Until, a week or so later, Mom picked up on the pattern of bloodstains on my underwear. She made the leap … unlike me and the sled. The rest is a bit of a blur, honestly. I’ve blocked out the endless series of uncomfortable tests, but suddenly there I was, on my side, awaiting the knife, staring at a bedside table, knowing that the candy bar I’d sneaked into the hospital would never, ever do such awful things to me.

Mom didn’t explain the finer points until later, when I’d come through feeling great. Pure luck, apparently, coupled with the fact that I was male and, um, a pretty heavy smoker at the time. (I’ll explain in a sec.) Rotten kid. Anyway, she had six more children, and I really needed the surgery, so if I’d aspirated on the operating table thanks to the candy bar, oh well, I wasn’t so bright anyway.

This all came rushing back — in an odd way — during research for an article in the Summer 2013 issue of Johns Hopkins Nursing about Suburban Hospital’s encouraging efforts on lessening the frequency of post-operative nausea by recognizing risk factors ahead of time. Give it a look when you get a few moments. A few of the takeaways:

  • It’s no laughing matter. A patient suffering bouts of vomiting after surgery “can undo the work that’s been done,” says Clinical Nurse Educator Karin Nevius, RN, CPAN, CAPA, CCRN. Patients who’ve had retinal reattachment or cranial surgery are among the most-worried-about. “We really can’t have them being sick.”
  • At some hospitals, it affects up to one-third of surgical patients.
  • Individuals are screened ahead of time for known risk factors. A female non-smoker walks in with two strikes against her. If that seems unfair, it is. “It’s just a funny thing,” Nevius says.
  • A team effort can help. The medical team works together to design a surgical plan that addresses the risk factors, whether that means using local rather than general anesthesia, for instance, or avoiding narcotic painkillers, or prescribing anti-emitic drugs to prevent vomiting.

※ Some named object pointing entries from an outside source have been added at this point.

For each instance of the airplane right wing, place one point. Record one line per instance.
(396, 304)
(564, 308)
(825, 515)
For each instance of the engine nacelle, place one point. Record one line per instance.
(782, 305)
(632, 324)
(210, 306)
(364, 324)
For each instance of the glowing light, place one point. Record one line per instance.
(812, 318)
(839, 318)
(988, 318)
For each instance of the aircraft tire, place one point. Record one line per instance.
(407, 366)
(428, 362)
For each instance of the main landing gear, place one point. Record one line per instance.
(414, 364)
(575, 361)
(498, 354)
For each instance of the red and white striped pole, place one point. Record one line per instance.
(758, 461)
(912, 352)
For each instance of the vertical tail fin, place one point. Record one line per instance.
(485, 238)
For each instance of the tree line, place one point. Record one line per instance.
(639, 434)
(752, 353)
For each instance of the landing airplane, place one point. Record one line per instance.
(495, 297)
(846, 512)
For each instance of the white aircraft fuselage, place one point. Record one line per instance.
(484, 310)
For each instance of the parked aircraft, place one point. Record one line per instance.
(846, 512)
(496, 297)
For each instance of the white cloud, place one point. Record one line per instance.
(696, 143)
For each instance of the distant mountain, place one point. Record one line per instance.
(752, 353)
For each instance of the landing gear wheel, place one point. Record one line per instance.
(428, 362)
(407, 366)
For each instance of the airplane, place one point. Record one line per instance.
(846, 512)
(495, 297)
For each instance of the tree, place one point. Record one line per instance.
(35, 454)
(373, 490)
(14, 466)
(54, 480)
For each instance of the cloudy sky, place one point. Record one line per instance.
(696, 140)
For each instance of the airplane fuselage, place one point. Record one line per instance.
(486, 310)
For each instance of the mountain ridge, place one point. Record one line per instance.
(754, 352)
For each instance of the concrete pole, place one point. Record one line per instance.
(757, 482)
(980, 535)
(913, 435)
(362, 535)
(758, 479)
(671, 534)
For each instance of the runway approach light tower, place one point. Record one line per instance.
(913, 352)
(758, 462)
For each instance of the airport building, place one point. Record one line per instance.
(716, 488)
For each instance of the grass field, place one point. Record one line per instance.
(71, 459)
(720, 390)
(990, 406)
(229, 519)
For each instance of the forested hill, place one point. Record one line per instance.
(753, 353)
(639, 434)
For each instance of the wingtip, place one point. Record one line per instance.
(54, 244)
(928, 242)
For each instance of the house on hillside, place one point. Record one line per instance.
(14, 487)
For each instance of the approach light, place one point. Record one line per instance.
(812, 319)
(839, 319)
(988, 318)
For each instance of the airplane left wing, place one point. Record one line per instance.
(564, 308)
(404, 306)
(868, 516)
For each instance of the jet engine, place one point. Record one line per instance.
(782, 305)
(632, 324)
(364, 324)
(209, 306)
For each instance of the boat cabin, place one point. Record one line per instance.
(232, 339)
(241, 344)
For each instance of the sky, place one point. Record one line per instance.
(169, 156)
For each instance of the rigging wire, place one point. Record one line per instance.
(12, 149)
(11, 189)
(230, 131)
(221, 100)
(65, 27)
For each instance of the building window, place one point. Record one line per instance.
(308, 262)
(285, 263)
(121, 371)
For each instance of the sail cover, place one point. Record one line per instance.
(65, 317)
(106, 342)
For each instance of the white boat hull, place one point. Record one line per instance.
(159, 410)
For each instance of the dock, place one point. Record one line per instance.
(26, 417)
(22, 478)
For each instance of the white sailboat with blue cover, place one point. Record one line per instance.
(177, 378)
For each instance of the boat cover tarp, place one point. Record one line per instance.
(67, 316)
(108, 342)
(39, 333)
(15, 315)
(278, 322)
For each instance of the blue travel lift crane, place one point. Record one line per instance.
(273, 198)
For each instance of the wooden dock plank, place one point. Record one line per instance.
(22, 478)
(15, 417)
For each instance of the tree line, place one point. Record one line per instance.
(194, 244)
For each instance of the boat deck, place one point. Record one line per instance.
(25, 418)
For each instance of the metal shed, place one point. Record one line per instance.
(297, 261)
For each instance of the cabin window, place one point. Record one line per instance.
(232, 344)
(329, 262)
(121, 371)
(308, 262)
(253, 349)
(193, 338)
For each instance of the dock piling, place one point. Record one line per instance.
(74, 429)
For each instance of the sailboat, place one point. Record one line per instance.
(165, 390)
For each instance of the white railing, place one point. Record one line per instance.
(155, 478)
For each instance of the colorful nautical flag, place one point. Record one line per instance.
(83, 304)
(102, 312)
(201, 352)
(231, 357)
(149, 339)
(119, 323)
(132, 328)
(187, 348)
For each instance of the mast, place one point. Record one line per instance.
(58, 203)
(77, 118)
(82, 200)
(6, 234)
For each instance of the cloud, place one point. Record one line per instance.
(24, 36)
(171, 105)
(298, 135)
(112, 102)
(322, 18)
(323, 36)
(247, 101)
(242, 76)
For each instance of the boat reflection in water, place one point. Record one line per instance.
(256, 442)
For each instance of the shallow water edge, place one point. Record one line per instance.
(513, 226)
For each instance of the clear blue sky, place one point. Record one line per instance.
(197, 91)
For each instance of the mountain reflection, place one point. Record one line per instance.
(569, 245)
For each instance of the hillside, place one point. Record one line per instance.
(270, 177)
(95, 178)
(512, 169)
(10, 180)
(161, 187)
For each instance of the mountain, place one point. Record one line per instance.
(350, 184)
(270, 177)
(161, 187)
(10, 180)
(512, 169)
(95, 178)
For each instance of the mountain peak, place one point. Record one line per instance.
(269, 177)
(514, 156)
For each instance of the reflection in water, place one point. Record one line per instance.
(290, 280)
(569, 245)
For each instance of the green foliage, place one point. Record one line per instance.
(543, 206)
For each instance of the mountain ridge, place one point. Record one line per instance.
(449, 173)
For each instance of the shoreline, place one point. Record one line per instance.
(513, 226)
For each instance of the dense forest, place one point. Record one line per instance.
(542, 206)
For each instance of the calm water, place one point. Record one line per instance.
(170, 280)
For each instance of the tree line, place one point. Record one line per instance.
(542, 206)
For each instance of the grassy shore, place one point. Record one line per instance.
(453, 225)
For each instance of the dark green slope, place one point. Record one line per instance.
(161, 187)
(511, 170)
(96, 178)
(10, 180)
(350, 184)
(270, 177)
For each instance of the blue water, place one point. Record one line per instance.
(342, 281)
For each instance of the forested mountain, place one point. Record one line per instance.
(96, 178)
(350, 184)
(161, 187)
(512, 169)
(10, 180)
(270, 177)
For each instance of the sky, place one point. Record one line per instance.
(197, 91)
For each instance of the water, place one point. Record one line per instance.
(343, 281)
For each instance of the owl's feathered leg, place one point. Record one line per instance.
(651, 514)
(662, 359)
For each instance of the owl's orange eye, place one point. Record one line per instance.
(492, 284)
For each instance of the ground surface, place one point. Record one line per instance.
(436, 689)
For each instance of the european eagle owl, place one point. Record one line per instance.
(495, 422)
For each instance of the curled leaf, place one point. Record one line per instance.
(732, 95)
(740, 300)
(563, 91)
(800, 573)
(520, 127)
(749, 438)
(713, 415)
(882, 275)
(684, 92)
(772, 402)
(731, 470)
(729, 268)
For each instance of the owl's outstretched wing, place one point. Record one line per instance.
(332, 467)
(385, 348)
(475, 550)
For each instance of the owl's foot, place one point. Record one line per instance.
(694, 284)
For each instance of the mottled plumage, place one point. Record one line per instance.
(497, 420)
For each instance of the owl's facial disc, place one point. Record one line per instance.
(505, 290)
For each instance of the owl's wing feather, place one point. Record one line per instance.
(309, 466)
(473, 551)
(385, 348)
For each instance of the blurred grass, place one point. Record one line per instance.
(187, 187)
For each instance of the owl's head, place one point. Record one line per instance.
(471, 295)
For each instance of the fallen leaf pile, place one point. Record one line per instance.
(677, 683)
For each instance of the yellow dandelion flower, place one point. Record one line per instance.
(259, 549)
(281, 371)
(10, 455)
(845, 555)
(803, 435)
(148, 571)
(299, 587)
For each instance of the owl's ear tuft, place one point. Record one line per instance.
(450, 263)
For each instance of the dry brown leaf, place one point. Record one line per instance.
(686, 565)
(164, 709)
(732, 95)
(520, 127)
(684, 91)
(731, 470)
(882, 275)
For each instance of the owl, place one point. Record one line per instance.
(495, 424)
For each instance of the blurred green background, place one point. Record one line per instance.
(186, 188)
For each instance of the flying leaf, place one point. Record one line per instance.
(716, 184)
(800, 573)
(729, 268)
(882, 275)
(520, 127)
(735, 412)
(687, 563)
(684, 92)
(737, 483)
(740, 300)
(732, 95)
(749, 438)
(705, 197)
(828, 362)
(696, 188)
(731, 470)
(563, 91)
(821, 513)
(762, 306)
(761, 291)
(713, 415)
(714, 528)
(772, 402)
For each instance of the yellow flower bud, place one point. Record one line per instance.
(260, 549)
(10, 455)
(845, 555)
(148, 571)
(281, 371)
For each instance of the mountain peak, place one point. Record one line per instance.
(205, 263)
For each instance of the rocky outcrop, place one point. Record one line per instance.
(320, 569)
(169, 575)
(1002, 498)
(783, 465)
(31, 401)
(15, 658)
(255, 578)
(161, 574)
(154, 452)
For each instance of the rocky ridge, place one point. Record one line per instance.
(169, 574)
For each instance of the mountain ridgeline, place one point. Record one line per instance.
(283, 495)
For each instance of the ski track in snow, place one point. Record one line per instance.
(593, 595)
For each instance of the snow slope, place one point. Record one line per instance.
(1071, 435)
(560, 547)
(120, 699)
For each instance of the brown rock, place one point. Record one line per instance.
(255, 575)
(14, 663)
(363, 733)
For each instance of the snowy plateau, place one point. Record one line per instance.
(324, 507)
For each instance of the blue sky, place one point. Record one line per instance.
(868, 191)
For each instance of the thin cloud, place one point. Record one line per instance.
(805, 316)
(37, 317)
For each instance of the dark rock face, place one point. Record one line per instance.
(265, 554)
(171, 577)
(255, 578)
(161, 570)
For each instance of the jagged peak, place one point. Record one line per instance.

It’s smart stuff, interprofessional Hopkins teams figuring this nausea business out. That’s what we do here, of course. Now, figure out a way to block the youthful urge to do nutty things like hop Object A over Object B with only Risk Factors A to Z in between and we’re really getting somewhere, huh?

P.S.: I quit smoking for good at 17, had my nose surgically repaired at 32 after another couple of face plants, and to this day, I wash all my own underwear, just in case. (I live on a hill, and you never know when you’re going to get a good freeze.)